A superior credit rating and financial acumen apparently have done little to help revive Enron Corp.’s collapsed energy trading operations. UBS Warburg Energy debuted early this year after taking over the trading business. However, the Houston-based unit has failed to produce, and 10 months later, the corporation’s president admits the “business outlook is very challenging.”

During a third-quarter earnings call from Zurich, Switzerland, UBS Group President Peter Wuffli told analysts that as far as energy trading goes, “we have seen a total collapse in the business.” UBS Warburg, the UBS securities arm, acquired Enron’s merchant trading unit through a bankruptcy auction earlier this year after agreeing to cover the payroll and pay Enron about one third of pre-tax profit — with no money down — in a deal that many at the time considered a coup (see Daily GPI, Jan. 14).

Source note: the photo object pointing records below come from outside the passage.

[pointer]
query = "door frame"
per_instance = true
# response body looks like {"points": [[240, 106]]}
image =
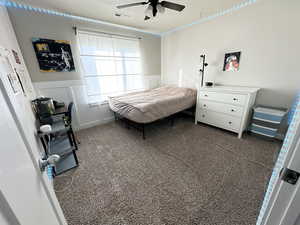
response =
{"points": [[280, 198], [46, 184]]}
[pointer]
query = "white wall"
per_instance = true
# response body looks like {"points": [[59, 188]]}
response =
{"points": [[68, 86], [29, 24], [73, 90], [26, 117], [268, 35]]}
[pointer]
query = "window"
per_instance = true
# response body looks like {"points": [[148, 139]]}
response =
{"points": [[111, 65]]}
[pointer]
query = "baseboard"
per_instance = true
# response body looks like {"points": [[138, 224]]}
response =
{"points": [[94, 123]]}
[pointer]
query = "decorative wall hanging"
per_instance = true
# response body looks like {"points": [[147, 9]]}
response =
{"points": [[53, 55], [232, 61]]}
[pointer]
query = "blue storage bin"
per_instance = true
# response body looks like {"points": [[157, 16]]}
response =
{"points": [[270, 132], [266, 121], [268, 114]]}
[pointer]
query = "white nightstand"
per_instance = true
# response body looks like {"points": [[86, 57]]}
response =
{"points": [[227, 107]]}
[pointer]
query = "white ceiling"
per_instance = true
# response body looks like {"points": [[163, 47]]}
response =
{"points": [[105, 10]]}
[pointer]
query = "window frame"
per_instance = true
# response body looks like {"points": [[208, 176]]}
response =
{"points": [[85, 75]]}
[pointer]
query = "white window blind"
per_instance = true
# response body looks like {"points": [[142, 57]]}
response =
{"points": [[111, 65]]}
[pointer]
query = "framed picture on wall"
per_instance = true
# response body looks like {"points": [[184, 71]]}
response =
{"points": [[232, 61], [53, 55]]}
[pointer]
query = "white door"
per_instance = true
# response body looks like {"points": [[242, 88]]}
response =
{"points": [[282, 201], [26, 191]]}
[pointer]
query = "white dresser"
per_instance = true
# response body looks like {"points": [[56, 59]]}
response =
{"points": [[227, 107]]}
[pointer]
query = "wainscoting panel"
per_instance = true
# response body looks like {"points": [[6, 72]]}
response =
{"points": [[86, 115]]}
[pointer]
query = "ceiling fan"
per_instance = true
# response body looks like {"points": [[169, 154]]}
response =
{"points": [[154, 6]]}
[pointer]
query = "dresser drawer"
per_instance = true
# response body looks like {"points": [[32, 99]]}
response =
{"points": [[236, 99], [219, 120], [232, 110]]}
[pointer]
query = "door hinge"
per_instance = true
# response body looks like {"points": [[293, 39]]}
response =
{"points": [[289, 176]]}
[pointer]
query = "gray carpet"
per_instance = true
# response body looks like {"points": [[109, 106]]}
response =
{"points": [[183, 175]]}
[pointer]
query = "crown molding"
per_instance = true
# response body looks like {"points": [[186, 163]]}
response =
{"points": [[12, 4]]}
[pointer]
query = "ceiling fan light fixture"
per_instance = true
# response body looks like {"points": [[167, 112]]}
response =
{"points": [[149, 11]]}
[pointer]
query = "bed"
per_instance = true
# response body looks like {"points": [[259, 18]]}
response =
{"points": [[145, 107]]}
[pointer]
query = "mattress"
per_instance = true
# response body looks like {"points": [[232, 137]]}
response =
{"points": [[148, 106]]}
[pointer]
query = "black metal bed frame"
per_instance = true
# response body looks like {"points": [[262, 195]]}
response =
{"points": [[141, 126]]}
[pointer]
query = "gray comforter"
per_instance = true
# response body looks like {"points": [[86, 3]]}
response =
{"points": [[148, 106]]}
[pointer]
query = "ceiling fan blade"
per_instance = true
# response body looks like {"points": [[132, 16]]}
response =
{"points": [[132, 4], [171, 5]]}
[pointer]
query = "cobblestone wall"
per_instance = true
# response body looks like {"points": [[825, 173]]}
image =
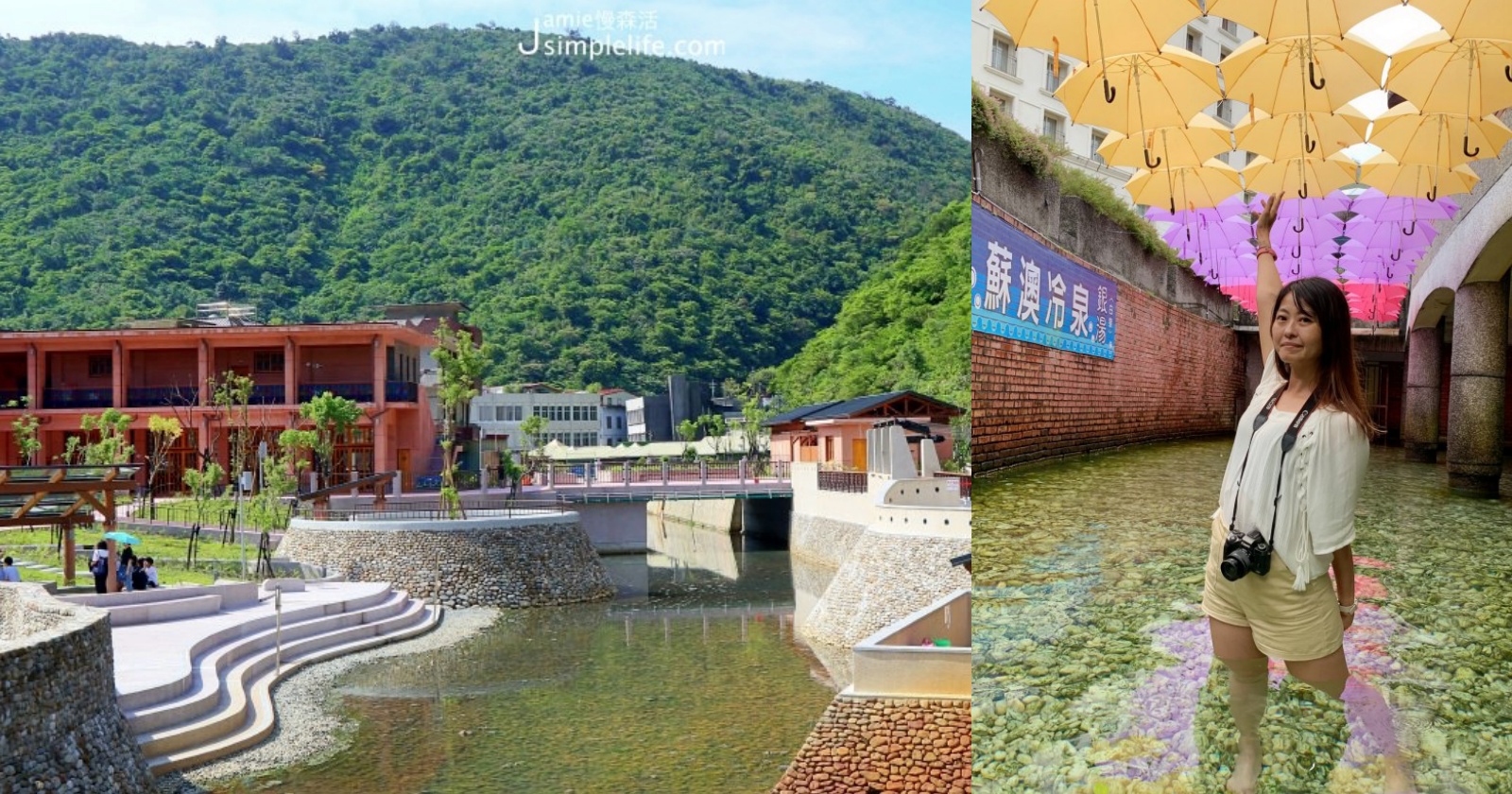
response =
{"points": [[885, 578], [1178, 368], [60, 725], [536, 564], [823, 541], [868, 746]]}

Any near-term success, however, is unlikely. UBS laid off about 130 of its 630-plus energy unit employees in August, and more lay-offs are rumored to be coming — although UBS has remained tight-lipped about its operation since it started. It has closed an office in Portland, OR, but a spokesman said no other jobs had been cut. Although most of the former U.S. heavyweights have pulled out of energy trading, Wuffli said UBS has no plans to exit.

“We have not succeeded to date,” said Wuffli. But he added, “We want to avoid exiting this business. We think at some stage that the U.S. will need the market.” Wuffli added that it was possible for the energy unit to turn a profit next year “if markets improve.”